Success of TV show helps to drive boom in sales of equipment and £140m of ingredients
Dixons, which owns PC World and Currys, said sales of electrical cooking equipment such as mixers, juicers and coffee machines were outpacing the must-have technology gift, rising by more than 80% year on year.
An estimated £140m is expected to be spent on home baking ingredients in the UK over the festive season, up 17% on last year, with the market now worth around £900m a year.
The boom is being driven by the popularity of programmes such as The Great British Bake Off and because people are trying to save money by cooking more meals from scratch, and entertaining at home rather than eating out.

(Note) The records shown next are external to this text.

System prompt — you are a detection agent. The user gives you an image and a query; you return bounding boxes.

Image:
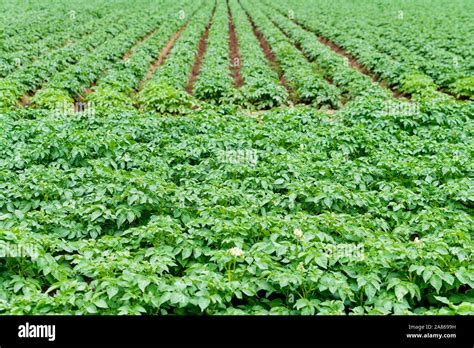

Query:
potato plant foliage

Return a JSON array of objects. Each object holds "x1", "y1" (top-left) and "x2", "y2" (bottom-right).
[{"x1": 0, "y1": 0, "x2": 474, "y2": 315}]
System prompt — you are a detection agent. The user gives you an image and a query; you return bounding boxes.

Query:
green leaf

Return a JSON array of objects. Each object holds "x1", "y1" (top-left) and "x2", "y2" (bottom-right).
[
  {"x1": 138, "y1": 277, "x2": 151, "y2": 292},
  {"x1": 395, "y1": 284, "x2": 409, "y2": 301},
  {"x1": 94, "y1": 299, "x2": 109, "y2": 308},
  {"x1": 198, "y1": 297, "x2": 211, "y2": 311},
  {"x1": 107, "y1": 286, "x2": 119, "y2": 299},
  {"x1": 430, "y1": 274, "x2": 443, "y2": 293}
]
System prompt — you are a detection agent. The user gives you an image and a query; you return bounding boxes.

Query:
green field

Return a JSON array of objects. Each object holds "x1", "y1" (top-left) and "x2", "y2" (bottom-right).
[{"x1": 0, "y1": 0, "x2": 474, "y2": 315}]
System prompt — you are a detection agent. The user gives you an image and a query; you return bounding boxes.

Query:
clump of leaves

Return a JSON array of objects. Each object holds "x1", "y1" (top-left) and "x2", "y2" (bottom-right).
[
  {"x1": 87, "y1": 85, "x2": 133, "y2": 110},
  {"x1": 137, "y1": 82, "x2": 193, "y2": 114},
  {"x1": 451, "y1": 76, "x2": 474, "y2": 100},
  {"x1": 31, "y1": 88, "x2": 74, "y2": 110}
]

A third of all bakery ingredients sales are made over Christmas, according to Tesco, which is predicting that sales of these products will be up by as much as 20% on last year. The UK's biggest supermarket says it has also seen unprecedented demand for baking utensils and equipment this year – as well as ready-to-roll pastry, marzipan and icing and cake decorations.
Retailers are hoping to further galvanise sales with a focus today on Stir-up Sunday – Christmas puddings are traditionally made on the last Sunday before Advent to give them time to mature.
"With home baking being back in fashion and times being hard financially, consumers are more likely to be making their own Christmas cake this year than ever before," said Darren Atherton, home baking products buyer for Tesco.
Sales of kitchen equipment are also likely to be lifted this Christmas by a preference for more practical presents during tough economic times. Waitrose has seen sales of sieves, preserving jars, cookie cutters and mixing bowls rise by more than 50%, while colanders, graters and jam thermometers have soared by 56%.
Waitrose's commercial director, Mark Williamson, said: "A homespun Christmas is in store this year."
Dixons said that, after years in the doldrums, sales of small kitchen appliances are growing faster than any other area of the business. "It's thanks to Mary Berry," said chief executive Sebastian James. "The kitchen has become a fundamental part of the home and customers are demanding better products."
That growth has been partly driven by retailers' efforts to cut prices to take on heavy competition from online specialists such as Appliances Online.
Overall, sales volumes of small kitchen equipment in the UK have risen for the first time in three years, according to market analyst GfK. It said the number of items sold rose 1.9% in the year to October, while the value of sales rose 5.7% as people chose to buy more expensive gadgets. Top sellers are juicers, with sales worth nearly double those of last year.
A spokesperson for John Lewis said: "We have seen a trend for home comforts, food preparation and entertaining at home promoted by TV programmes such as MasterChef. It's no longer enough to watch celebrity chefs using the tricks of the trade to create stunning dishes."
John Lewis department stores have seen a 52% increase in sales of stand mixers, 26% in kettles and 22% in coffee machines year on year, while sales of juicers are up 210% thanks to a health trend kicked off by the American documentary film Fat, Sick & Nearly Dead.
Meanwhile, snazzy designs and a broader range of colours, teamed with glitzy marketing campaigns, are helping to support sales of old staples such as kettles because shoppers want to match all their kitchen gadgets. The KitchenAid mixer, for instance, comes in more than 20 colours. While the total value of sales of kettles and toasters fell by 1.9% last year, shoppers are prepared to spend on new gadgets, with steam mops up 200% year on year, according to Dixons.
Sales of kitchen gadgets are so good that in March Currys and PC World will test a new specialist kitchen area with mini room sets, demonstrations and more attractive displays that reflect the fashionability of the products on display. They will combine electrical goods with cookware and even tableware to attract more women.
"We think gaining share in kitchenware is a big opportunity," James said. "The small kitchen appliances market was destroyed by retailers' own-labels. The market had been driven to the lowest price possible, but is now moving back up."